Yamaha feels Shanghai lockdown heat
The company is working on ways to resolve the issue with some parts and expects the effects to be minimised from Q2 onwards.
Yamaha Motor Company has acknowledged that the China lockdown imposed in Shanghai has “impacted the electronic components used in our electrically power-assisted bicycles and motorcycles”.
The company is now “starting to see ways” to resolve the issue with some parts and expects the effects to be minimised from the second quarter onward. These comments were made by its leadership team in Japan as part of an analyst briefing following the first quarter (Jan-March) results for calendar 2022.
“For semiconductor components, there is no change to our plan to recover from the second quarter onwards, but the shipping and delivery situation varies for each component, and in working through allocation, we have not yet seen any major improvements,” continued the YMC top brass.
As the company shifts to products that are easy to manufacture, it is also moving to modify “our products to use semiconductors meant for general consumers”. There is no specific mention of India in this response but given that the focus in this market is largely on premium two-wheelers, the Shanghai lockdown will pose its own set of challenges as is the case with other manufacturers and suppliers in the subcontinent.
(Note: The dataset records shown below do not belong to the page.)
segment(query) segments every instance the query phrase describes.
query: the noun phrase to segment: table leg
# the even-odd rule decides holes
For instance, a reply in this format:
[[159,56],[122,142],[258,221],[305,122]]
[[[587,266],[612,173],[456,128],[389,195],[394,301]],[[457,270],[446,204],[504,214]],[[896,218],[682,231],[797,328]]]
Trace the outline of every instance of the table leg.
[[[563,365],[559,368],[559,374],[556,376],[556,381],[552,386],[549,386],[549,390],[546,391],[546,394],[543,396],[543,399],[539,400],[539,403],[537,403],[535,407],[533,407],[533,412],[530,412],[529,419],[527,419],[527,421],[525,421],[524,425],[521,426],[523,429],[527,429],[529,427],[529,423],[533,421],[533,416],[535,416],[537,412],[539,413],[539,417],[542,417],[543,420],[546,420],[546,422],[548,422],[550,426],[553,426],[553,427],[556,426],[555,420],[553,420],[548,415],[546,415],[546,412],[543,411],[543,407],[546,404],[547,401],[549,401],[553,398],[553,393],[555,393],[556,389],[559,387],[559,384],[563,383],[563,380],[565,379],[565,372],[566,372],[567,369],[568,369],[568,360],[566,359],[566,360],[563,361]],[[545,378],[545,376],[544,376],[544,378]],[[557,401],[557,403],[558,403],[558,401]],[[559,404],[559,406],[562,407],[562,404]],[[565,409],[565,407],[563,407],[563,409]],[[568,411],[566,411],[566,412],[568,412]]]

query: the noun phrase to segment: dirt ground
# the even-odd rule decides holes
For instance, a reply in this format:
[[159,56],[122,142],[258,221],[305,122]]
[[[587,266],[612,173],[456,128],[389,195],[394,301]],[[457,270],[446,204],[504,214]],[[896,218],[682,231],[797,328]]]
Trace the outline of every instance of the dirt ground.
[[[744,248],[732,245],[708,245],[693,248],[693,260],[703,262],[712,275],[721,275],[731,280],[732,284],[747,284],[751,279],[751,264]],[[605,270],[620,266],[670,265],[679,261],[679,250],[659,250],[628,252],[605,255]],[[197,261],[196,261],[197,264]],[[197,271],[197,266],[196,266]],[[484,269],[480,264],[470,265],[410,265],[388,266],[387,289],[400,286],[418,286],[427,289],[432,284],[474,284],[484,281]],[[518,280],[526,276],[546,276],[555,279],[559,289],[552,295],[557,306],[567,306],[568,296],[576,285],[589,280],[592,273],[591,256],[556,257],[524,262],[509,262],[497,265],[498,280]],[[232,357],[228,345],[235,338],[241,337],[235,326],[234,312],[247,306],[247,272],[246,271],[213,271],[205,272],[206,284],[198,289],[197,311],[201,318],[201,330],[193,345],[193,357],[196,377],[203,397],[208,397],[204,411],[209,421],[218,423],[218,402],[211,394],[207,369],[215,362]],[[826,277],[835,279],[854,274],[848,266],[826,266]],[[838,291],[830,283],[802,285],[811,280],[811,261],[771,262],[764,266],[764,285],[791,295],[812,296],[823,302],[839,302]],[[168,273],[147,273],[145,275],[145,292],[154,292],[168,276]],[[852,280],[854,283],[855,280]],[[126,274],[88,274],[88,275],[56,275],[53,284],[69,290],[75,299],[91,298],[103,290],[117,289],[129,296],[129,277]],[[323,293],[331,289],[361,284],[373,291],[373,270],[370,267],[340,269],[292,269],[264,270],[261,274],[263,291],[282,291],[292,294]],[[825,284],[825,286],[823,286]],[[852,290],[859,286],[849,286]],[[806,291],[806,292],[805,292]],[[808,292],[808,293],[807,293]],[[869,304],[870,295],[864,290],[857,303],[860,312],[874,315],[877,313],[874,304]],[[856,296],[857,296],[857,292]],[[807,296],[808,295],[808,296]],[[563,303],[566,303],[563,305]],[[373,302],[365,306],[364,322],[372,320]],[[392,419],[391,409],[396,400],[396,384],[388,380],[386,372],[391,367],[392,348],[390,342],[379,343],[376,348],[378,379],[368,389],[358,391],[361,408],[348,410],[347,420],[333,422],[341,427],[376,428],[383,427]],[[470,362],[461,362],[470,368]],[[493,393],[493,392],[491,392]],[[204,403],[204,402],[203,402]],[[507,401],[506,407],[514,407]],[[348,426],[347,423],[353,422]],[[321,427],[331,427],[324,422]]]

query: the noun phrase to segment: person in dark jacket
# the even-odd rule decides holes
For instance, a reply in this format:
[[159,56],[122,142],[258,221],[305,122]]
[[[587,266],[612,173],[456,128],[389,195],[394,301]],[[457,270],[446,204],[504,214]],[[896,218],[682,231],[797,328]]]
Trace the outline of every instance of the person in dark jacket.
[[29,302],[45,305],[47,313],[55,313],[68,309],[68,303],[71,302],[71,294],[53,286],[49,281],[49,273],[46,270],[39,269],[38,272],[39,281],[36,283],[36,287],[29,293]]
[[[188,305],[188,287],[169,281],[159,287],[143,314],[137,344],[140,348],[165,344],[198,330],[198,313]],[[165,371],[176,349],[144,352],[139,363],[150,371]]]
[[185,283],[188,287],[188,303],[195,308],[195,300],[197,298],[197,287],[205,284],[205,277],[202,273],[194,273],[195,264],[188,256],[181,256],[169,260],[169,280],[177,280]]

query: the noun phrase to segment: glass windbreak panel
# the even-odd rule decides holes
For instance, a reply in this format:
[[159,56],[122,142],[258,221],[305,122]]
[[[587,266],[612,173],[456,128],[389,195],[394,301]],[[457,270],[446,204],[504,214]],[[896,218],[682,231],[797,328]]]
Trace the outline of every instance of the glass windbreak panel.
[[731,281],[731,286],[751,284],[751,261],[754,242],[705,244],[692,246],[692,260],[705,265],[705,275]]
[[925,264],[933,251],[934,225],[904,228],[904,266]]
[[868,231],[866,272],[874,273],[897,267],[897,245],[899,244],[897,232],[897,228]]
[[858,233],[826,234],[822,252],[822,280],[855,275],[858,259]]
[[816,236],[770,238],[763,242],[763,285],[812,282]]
According to YMC, the “robust demand” for its outboard motors continues, but “while we are now able to ship product out”, logistics issues have resulted in units becoming stuck in transit. “We would be just about on schedule with motorcycles if there were no shortage of semiconductors and other parts. We saw the insufficient supply of semiconductors affect the model mix,” said the leadership team at the Q&A session.
All in all, sales grew but profits fell in the first quarter compared to last year, but were largely in line with forecasts. Demand in each business continues to be strong. Negative factors include soaring raw material costs, reduced production due to semiconductor shortages, spiking logistics costs due to shortages of ships and shipping containers, and product warranty-related expenses.
Positive factors, continued the YMC top brass, include strong sales in Indonesia, Latin America, and China for the motorcycle business, and positive foreign exchange effects. In addition, each sales base continued to conduct breakeven-point management and to pass on costs via price increases “to help us cover for the negatives”.
From the second quarter onward, YMC expects fluctuating unit volumes, spiralling material costs, an increase in ocean freight rates, and—while minor—the direct sales impact from Russian and Ukrainian conflict to “negatively impact figures in relation to our forecast”.
The positive news, though, is that the company expects to be able to achieve its 190 billion yen target by passing on prices, undergoing cost-cutting measures through breakeven point management, and benefiting from advantageous exchange rates. Outboard motors will be key and products stuck in transit should reach the US in the second and third quarters.
“Seasonality in the US begins to cool beyond July and August, so we are moving forward to deliver products before that. We aim to flip things back toward profit growth from the latter half of the second quarter to the first half of the third quarter,” said YMC.
The effects of price revisions are still limited in the first quarter and it expects to begin seeing results from the high season second quarter onward as volumes build up. The impact of the Ukraine conflict on raw material prices were not apparent in the first quarter but the Japanese automaker is now expecting to see impacts from higher prices for iron, steel, plastics, and other materials in the future.
As for the backlog on logistics, YMC has stated it will absorb the effects of cost increases by “diligently incorporating their impacts” on the business and pass on those costs through price increases on an ongoing basis. As this situation is likely to be a prolonged one, it will implement measures to minimise the impact and “avoid overlooking points of improvement” as much as possible.
“We are considering alternatives for each region, including possibly utilising non-logistics operators, as we take on the challenge of shipping products at the right time while keeping expenses at a reasonable level,” YMC has stated. Once again, this is likely to be true for India too which is an important market and second in line only to Indonesia.
The company is hopeful that from the second quarter onward, its countermeasures will start to take effect leading to a rise in profitability. In the motorcycle business, the challenge is to introduce substitute semiconductors to high-value-added models and get production started.
Since the recreational vehicles business has seasonality, an early second quarter response is required. The SPV (smart power vehicle) business is being affected by the Shanghai lockdown as well as provisions for product warranties.
“Since warranty provisions are a cost in the process, they do not constitute a significant impact. If we can deal with the parts out of stock due to the Shanghai lockdown, we can achieve our sales plan,” summed up YMC in the analyst briefing.